Data collection program (Web thieves)

Source: Internet
Author: User

 

The so-called data collection program is the Web page thief Program (Don't scold me). After writing it, let's send something here. I hope you can study it together.

1. at the beginning of data download, some websites need to log on to see the corresponding data. This requires us to send the login username and password, But I logged on, however, his server is not rubbish, and He redirected it to him. A total of two sessions were generated. I don't know how to capture these 2nd sessions. so I speculate ^-^. I caught the session with the software and caught a software called Ethereal. I used the following code to add it to the header of the HTTP request.
WebClient mywebclient = new WebClient ();
String sessionkey = textbox78.text;
String refererurl = textbox77.text;
Mywebclient. headers. Clear ();
Mywebclient. headers. Add ("cookie", sessionkey );
Mywebclient. headers. Add ("Referer", refererurl );
Mywebclient. headers. add ("User-Agent", "Mozilla/5.0 (X11; U; Linux i686; en-US; RV: 1.5) Gecko/20031107 Debian/1.5-3 ");
In this way, the server is cheated, haha

2. The second part is code download.
Byte [] mydatabuffer = mywebclient. downloaddata (remoteuri );
Download = encoding. Default. getstring (mydatabuffer );

3. the third part is the data matching. I read the stream into the data, then use indexof to get the location of the two key fields, and then use the substring to get the location, I know this is stupid, but it is difficult to use regular expressions (who will give me some advice). After matching the strings, I will use the following function to remove the HTML code:
Private string striphtml (string strhtml)
{
String [] aryreg = {
@ "<SCRIPT [^>] *?>. *? </SCRIPT> ",
@ "<(// S *)?!? (/W + :)? /W +) (/W + (/S * =? /S * (["" ']) (// ["" 'tbnr] | [^/7]) *? /7 |/W +) |. {0}) |/s )*? (// S *)?> ",
@ "([/R/n]) [/S] + ",
@ "& (Quot | #34 );",
@ "& (Amp | #38 );",
@ "& (LT | #60 );",
@ "& (GT | #62 );",
@ "& (Nbsp | #160 );",
@ "& (Iexcl | #161 );",
@ "& (Cent | #162 );",
@ "& (Pound | #163 );",
@ "& (Copy | #169 );",
@ "& # (/D + );",
@ "--> ",
@ "<! --. */N"
};

String [] aryrep = {
"",
"",
"",
"/"",
"&",
"<",
"> ",
"",
"/XA1", // CHR (161 ),
"/Xa2", // CHR (162 ),
"/Xa3", // CHR (163 ),
"/Xa9", // CHR (169 ),
"",
"/R/N ",
""
};

String newreg = aryreg [0];
String stroutput = strhtml;
For (INT I = 0; I <aryreg. length; I ++)
{
RegEx = new RegEx (aryreg [I], regexoptions. ignorecase );
Stroutput = RegEx. Replace (stroutput, aryrep [I]);

}

Stroutput. Replace ("<","");
Stroutput. Replace ("> ","");
Stroutput. Replace ("/R/N ","");

Return stroutput;
}

4. after that, the database is stored. You can understand this. however, when I write data, an exception occurs, saying that my field is too long to be written into the database. I use access, I will try to use SQL.

 

5. Do you have any good suggestions for me to make a speech contest and make progress together.

 

 

Contact Us

The content source of this page is from Internet, which doesn't represent Alibaba Cloud's opinion; products and services mentioned on that page don't have any relationship with Alibaba Cloud. If the content of the page makes you feel confusing, please write us an email, we will handle the problem within 5 days after receiving your email.
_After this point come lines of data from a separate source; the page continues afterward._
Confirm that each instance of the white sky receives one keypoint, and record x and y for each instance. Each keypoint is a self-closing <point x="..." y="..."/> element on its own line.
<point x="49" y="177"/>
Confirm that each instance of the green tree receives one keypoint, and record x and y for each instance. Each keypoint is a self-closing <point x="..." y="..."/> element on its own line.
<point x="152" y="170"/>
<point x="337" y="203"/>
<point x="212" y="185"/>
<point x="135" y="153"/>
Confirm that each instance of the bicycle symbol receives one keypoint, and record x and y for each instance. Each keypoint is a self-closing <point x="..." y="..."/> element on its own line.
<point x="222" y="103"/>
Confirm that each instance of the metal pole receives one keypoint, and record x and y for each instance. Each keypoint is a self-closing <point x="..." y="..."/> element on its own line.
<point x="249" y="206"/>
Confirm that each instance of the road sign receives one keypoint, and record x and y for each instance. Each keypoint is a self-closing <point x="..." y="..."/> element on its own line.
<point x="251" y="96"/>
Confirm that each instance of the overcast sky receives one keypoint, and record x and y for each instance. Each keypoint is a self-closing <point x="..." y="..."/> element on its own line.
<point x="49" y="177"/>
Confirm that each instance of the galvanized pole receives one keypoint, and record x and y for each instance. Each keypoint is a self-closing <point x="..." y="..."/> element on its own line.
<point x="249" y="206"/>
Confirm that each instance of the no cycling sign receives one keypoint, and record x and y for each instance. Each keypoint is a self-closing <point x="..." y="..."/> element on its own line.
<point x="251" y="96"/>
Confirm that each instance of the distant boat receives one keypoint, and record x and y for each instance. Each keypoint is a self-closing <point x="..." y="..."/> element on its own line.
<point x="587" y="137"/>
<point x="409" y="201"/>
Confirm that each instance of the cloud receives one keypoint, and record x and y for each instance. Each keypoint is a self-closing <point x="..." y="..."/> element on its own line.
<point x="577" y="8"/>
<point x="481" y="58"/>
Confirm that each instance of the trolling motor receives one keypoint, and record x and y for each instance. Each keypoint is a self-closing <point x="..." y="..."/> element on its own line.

If you find any instances of plagiarism from the community, please send an email to: info-contact@alibabacloud.com and provide relevant evidence. A staff member will contact you within 5 working days.

A Free Trial That Lets You Build Big!

Start building with 50+ products and up to 12 months usage for Elastic Compute Service

  • Sales Support

    1 on 1 presale consultation

  • After-Sales Support

    24/7 Technical Support 6 Free Tickets per Quarter Faster Response

  • Alibaba Cloud offers highly flexible support services tailored to meet your exact needs.